For the timer cascade setting of the microcontroller, configure the advanced timer TIM1 as the master trigger mode, and use TIM1 to generate a 1MHz PWM pulse; configure the general TIM2 as the slave trigger mode, and set the number of pulses through TIM2, so that precise control can be achieved frequency and number of pulses. The channel of PWM pulse output is CH1, and the corresponding pin is PA11. The generated pulse serves as the control end of the analog switch, and the NO and NC ends of the analog switch are connected to 0V and 24V respectively. Therefore, a specified number of 24V ~ 0V driving square waves can be generated at the COM end. This driving square wave controls the transceiver mode. The analog switch acts on the ultrasonic transducer to complete the emission of ultrasonic waves.

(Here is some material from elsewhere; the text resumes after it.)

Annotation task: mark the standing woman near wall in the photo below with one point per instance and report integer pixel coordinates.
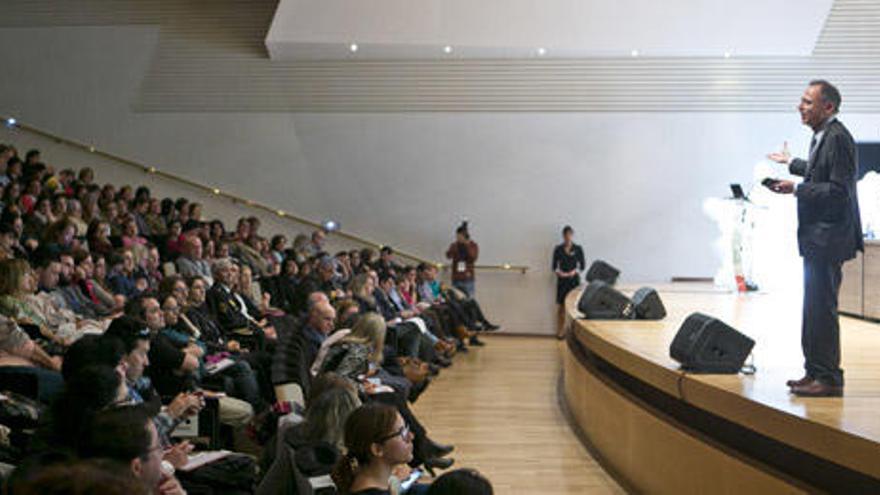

The original data of the ultrasonic signal is collected using the high-speed ADC built into the STM32F407. Since the frequency of the ultrasonic signal collected is 1MHz, according to the sampling theorem, the ADC sampling frequency is at least 2MHz. In order to facilitate the processing of digital signals and improve the accuracy of measurement, the number of sampling points within a single signal cycle needs to be increased. For example, if a 1MHz signal is collected at a sampling frequency of 2MHz, 2 data points can be collected in a single signal cycle; while in a sampling frequency of 7MHz, 7 data points can be collected in a single signal cycle, and the collection results are closer to the real signal waveform. This article uses three ADCs in the STM32F407 microcontroller to alternately collect ultrasonic signals, with a maximum sampling frequency of 7.2MHz. When the ADC clock of STM32F407 is 36MHz and the ADC acquisition cycle is 3 ADC clock cycles, the sampling frequency of a single ADC reaches the maximum value of 2.4MHz. Therefore, to ensure that the sampling frequency of the ADC is 2.4MHZ, the system clock and ADC clock of the microcontroller must first be configured.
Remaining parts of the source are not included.